Sixteen hours and a quarter! Time enough to have ridden to Munich and back!
The orderly again brought his horse up abreast with mine.
‘Pardon,
mein Herr
,’ he said, pointing up the ravine with his sabre; ‘but do you see nothing yonder—beyond the turn of the road—just where there is a gap in the trees?’
I looked; but I saw nothing.
‘What do you think you see?’ I asked him.
‘I scarcely know,
mein Herr
—something moving close against the trees, beyond the hollow way.’
‘Where the road emerges upon the plain and skirts the pine-woods?’
‘Yes,
mein Herr
; several dark objects—Ah! they are horsemen!’
‘It is the Graf von Lichtenstein and his troop!’ I exclaimed.
‘Nay,
mein Herr
; see how slowly they ride, and how they keep close under the shade of the woods! The Graf von Lichtenstein would not steal back so quietly.’
I stood up in my stirrups, shaded my eyes with my hand, and stared eagerly at the approaching cavalcade.
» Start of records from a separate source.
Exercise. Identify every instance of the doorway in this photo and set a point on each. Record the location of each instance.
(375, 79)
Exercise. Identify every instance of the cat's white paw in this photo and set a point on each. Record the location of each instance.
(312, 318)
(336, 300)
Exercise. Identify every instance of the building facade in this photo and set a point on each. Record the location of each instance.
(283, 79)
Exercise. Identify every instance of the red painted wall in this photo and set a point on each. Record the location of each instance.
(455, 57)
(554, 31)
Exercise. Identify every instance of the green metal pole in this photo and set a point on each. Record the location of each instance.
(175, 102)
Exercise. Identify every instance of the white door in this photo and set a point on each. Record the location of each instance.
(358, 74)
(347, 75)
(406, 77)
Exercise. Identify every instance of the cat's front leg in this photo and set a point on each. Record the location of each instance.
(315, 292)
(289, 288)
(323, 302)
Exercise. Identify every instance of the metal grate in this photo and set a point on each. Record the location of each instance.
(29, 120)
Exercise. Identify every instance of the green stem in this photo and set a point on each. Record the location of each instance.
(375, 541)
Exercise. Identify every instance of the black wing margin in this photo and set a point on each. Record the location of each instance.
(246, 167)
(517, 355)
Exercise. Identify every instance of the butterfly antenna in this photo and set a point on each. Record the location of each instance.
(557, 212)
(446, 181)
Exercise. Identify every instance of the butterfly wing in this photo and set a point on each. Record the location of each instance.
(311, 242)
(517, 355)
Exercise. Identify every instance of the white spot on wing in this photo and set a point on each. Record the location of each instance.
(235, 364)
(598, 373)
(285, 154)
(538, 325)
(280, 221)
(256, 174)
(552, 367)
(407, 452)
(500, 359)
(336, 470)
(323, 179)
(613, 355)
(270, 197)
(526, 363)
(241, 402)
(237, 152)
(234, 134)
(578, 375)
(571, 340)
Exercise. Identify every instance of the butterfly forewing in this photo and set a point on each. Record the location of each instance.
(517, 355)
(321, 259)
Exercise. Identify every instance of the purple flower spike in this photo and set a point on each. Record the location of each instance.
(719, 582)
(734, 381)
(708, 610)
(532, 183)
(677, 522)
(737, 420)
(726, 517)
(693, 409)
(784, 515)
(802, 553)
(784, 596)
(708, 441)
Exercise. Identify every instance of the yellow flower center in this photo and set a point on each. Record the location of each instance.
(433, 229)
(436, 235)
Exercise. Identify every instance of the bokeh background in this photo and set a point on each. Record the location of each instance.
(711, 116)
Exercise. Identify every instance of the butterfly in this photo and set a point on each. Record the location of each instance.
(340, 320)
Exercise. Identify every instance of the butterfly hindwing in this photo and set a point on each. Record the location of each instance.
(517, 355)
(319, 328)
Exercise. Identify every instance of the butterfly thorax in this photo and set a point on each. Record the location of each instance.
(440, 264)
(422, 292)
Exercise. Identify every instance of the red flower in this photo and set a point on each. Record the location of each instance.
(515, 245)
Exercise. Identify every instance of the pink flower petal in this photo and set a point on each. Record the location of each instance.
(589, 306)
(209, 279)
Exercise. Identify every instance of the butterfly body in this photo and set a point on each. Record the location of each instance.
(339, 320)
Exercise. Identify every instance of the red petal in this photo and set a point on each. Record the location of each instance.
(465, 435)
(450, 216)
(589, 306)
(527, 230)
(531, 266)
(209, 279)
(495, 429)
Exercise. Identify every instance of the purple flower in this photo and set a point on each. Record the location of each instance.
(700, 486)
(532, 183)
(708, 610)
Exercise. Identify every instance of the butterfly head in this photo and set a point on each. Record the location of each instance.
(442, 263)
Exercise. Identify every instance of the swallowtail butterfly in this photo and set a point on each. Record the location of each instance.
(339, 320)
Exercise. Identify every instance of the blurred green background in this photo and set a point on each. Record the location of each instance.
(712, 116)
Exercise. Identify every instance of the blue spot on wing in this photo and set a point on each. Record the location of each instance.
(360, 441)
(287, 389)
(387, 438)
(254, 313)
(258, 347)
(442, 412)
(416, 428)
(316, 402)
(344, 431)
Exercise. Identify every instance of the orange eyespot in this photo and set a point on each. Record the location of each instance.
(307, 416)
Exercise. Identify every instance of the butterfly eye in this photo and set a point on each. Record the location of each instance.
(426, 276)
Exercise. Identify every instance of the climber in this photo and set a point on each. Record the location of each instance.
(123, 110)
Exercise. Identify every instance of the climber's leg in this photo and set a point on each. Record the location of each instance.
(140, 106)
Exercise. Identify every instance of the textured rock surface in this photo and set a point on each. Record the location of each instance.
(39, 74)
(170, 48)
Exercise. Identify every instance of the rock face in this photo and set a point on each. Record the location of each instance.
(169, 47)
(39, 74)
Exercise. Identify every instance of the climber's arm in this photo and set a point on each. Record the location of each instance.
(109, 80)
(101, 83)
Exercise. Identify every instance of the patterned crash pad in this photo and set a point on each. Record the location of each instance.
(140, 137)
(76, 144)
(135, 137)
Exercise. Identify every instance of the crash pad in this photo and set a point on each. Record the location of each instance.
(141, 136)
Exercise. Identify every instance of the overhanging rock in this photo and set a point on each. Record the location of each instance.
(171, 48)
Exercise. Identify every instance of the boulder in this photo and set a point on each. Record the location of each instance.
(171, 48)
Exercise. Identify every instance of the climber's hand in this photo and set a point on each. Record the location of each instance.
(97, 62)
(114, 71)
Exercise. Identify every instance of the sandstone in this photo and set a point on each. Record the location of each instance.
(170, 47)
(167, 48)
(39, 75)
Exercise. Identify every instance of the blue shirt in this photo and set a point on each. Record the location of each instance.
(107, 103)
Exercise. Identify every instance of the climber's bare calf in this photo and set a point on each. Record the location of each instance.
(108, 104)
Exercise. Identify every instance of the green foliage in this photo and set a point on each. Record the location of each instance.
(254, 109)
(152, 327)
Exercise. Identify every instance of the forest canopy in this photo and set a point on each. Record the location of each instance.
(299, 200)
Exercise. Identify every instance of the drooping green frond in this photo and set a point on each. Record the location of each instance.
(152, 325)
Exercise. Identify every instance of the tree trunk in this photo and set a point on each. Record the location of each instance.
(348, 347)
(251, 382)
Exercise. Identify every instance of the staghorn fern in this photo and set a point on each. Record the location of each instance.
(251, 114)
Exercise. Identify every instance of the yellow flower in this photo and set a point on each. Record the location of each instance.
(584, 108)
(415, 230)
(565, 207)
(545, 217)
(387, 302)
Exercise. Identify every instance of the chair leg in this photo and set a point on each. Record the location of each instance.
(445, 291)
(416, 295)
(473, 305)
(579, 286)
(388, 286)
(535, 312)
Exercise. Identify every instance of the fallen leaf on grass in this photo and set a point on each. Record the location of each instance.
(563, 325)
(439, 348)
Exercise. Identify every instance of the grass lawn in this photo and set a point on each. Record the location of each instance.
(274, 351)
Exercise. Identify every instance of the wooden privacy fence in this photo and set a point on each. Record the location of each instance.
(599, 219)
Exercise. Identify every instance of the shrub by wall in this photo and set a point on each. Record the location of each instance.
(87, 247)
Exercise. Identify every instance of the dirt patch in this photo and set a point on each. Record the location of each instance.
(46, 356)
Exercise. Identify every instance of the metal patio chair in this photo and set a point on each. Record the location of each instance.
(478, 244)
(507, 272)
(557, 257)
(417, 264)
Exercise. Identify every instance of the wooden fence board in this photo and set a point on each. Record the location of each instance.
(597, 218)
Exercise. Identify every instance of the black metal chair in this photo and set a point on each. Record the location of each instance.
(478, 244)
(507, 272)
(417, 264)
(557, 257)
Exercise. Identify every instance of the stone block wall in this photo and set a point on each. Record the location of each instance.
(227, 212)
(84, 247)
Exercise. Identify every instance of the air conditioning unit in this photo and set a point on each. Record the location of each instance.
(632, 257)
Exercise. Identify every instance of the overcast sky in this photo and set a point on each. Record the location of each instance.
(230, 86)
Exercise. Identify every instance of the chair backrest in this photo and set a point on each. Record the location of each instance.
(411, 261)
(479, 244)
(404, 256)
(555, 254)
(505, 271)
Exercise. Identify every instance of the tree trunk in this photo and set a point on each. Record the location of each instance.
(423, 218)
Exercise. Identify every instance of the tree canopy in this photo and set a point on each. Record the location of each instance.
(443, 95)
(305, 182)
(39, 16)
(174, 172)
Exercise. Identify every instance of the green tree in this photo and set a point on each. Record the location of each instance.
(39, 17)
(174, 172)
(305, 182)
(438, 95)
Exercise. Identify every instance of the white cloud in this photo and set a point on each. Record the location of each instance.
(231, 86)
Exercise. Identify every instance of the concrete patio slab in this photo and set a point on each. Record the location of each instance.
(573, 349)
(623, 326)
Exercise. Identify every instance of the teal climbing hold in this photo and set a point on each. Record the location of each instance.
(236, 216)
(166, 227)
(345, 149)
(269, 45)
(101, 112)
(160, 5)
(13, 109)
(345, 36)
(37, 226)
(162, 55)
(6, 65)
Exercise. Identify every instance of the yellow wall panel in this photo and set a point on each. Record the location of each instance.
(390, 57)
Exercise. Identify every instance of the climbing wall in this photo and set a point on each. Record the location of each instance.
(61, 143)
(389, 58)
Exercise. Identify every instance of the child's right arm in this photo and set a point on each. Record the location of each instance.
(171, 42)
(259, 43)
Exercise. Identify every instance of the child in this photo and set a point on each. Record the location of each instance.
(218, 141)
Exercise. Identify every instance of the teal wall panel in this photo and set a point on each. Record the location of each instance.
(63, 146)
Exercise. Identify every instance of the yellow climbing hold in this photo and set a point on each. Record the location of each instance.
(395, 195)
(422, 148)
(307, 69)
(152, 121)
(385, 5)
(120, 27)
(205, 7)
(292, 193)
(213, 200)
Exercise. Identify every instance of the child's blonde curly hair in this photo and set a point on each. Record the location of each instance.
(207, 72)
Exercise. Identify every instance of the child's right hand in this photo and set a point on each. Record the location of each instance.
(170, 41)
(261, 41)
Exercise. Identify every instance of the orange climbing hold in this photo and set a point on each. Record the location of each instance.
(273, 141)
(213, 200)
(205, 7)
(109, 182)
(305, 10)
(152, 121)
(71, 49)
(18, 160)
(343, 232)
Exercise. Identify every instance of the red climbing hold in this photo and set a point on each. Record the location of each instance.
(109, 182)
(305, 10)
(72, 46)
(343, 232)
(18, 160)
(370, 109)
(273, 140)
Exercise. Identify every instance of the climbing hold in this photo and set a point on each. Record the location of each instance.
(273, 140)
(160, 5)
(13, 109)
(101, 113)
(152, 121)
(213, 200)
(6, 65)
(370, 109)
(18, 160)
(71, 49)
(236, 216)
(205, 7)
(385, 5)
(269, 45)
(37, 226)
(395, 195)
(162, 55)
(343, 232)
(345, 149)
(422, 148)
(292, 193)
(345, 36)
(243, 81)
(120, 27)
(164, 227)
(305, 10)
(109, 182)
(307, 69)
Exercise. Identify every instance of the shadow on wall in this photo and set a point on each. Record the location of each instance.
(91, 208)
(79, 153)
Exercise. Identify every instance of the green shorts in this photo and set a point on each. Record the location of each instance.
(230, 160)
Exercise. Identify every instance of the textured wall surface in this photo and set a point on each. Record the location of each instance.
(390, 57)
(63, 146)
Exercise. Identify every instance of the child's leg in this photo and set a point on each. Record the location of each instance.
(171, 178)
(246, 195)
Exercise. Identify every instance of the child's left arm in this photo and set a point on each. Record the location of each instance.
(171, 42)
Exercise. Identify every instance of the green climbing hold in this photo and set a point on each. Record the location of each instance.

They were perhaps half-a-mile away as the crow flies, and would not have been visible from this point but for a long gap in the trees on this side of the hill. I could see that they were soldiers. They might be French; but, somehow, I did not think they were. I fancied, I hoped, they were our own Lichtensteiners come back again.
‘They are making for the hollow way,
mein Herr,
’ said the orderly.
They were evidently making for the hollow way. I watched them past the gap till the last man had gone by, and it seemed to me they were about twenty in number.
I dismounted, flung my reins to the orderly, and went to where the edge of the precipice overhung the road below. Hence, by means of such bushes and tree-stumps as were rooted in the bank, I clambered down a few feet lower, and there lay concealed till they should pass through.
It now seemed to me that they would never come. I do not know how long I waited. It might have been ten minutes—it might have been half-an-hour; but the time that elapsed between the moment when I dismounted and the moment when the first helmet came in sight seemed interminable.
The road, as I have already said, lay between a steep declivity on the one side and a less abrupt height, covered with pine-trees, on the other—a picturesque winding gorge or ravine, half dark as night, half bright as day; here deep in shadow, there flooded with moonlight; and carpeted a foot deep with fresh-fallen snow. After I had waited and watched till my eyes ached with staring in the gloom, I at last saw a single horseman coming round the turn of the road, about a hundred yards from the spot where I was lying. Slowly, and as it seemed to me, dejectedly, he rode in advance of his comrades. The rest followed two and two.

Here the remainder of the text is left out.